Another neat metallica trick - don't use the bass guitar tracks.

Lars is a fucking douche bag. Justice would have sounded great with Jason actually turned up. This is a bit much but if they re-released that record somewhere between this and the original it would have actually sounded great.

 
To be fair, with the exception of Justice and St. Anger, Lars drum tracks do sound good.
 
Jason sounded really good on the $5.98 ep. I don't know why they had such little faith in his contribution.
 
Another neat metallica trick - don't use the bass guitar tracks.

That was the justice album, he's talking about the black album...

The answer to the question is they had a bunch of different sets of room mics. The closer ones give shorter reverb, the farther ones give longer reverb. They also found other spots in the room that were 'brighter' or 'warmer' and stuff like that. As the song progresses through the parts, they are bringing those different room mics in and out of the mix.

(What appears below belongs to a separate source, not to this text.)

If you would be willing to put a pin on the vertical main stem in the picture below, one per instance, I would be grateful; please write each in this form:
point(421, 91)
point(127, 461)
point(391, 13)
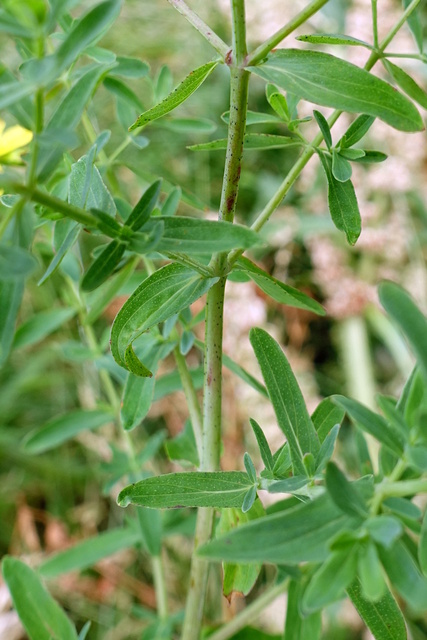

The live room at the studio they recorded the drums at is a huge, live room. There is no artificial reverb on the drums. It is all from the different room mics.
 
You don't think Justice's drums sound good?

Do you?! The snare sound like a paper bag, the kick has no punch, just highs and sub that is an octave below where it should be. If you don't have a well tuned subwoofer, it will fart out your system.

That album sounds like crap, they even admit it.